On April 4, 1967, Martin Luther King, Jr. preached at Riverside Church in New York City. In his sermon (listen to it here) he publicly broke ranks with the policies of President Lyndon Johnson and the white liberal establishment (which still largely supported the war) as he condemned American involvement in Vietnam.
King articulated what increasing numbers of Americans were beginning to feel—that Vietnam, civil rights, and economics were deeply interconnected. Just as the policies of Johnson’s Great Society had begun to confront black poverty at home, King observed, the United States began pouring soldiers and resources into Southeast Asia. With the military buildup, commitment to domestic justice and equality faded. For every $53 Washington spent to help a poor person in the United States, Andrew Preston has noted, it spent $500,000 to kill a person in Vietnam.
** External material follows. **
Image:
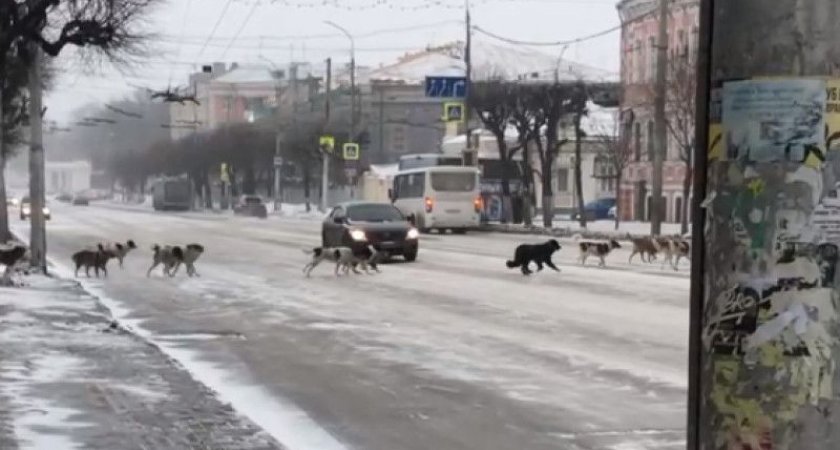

Moreover, African Americans and other minorities were dying in extraordinarily high proportions in the early years of the war even though they accounted for a small percentage of the population. “We were taking the black young men who had been crippled by our society,” King charged, “and sending them eight thousand miles away to guarantee liberties in Southeast Asia which they had not found in southwest Georgia and East Harlem.” As a result, Americans faced the “cruel irony” of watching black and white American boys kill and die together in the service of a country “that has been unable to seat them together in the same schools.” It was a powerful sermon, one that has recently resurfaced in the public consciousness upon the death of its author Vincent Harding.
But King’s sermon did not reflect the opinions of rank-and-file African Americans. In a just-released book entitled American Protestants and the Debate over the Vietnam War, George Bogaski chronicles the fascinating non-response of black evangelicals to King’s speech and the intensifying war in Southeast Asia.
So why did black evangelicals not follow King on this issue? First, like many white evangelicals, considerable numbers of African Americans wanted to focus more on evangelism than politics. Geopolitical peace was certainly desirable, but it had limited spiritual value. “If we win the war in Vietnam, will this be the answer to our problems?” asked a writer in The Star of Zion. “We think not, for there are wars most everywhere, not only in America. The world needs to seek God.” This sounded much like the spiritualized writings of Carl Henry and Billy Graham on Vietnam, and it constrained the possibilities of antiwar activism.
Johnson was a friend to civil rights, and he was also a Cold War hawk. He pushed hard for the Gulf of Tonkin Resolution and for troop build-ups in Southeast Asia. African-Americans were loathe to criticize their advocate. King’s advisors warned him about this, telling him that his antiwar speeches were “too advanced for many Negroes and that it did not constitute the widest appeal.” More likely is that many blacks, especially those affiliated with the NAACP, worried that antiwar activism would jeopardize the civil rights struggle. In the end, writes Bogaski, Vietnam led to a “dramatic split between King and the African-American church.” The full ramifications of this split were never realized. Just a year later in 1968, King was shot in Memphis, an awful moment in an awful year that also included the Tet Offensive and the shooting of Robert Kennedy.
It’s a fascinating story told with skill. And there is much more in the Bogaski’s narrative. On a broader level, the book offers a much-needed exploration of theological responses to the Vietnam War that goes beyond the simplistic binary of mainline doves and evangelical hawks. Bogaski ably charts gaps between leadership and laity, revolts of mainline conservatives, debates over methods of dissent, and evangelical opposition to the conflict.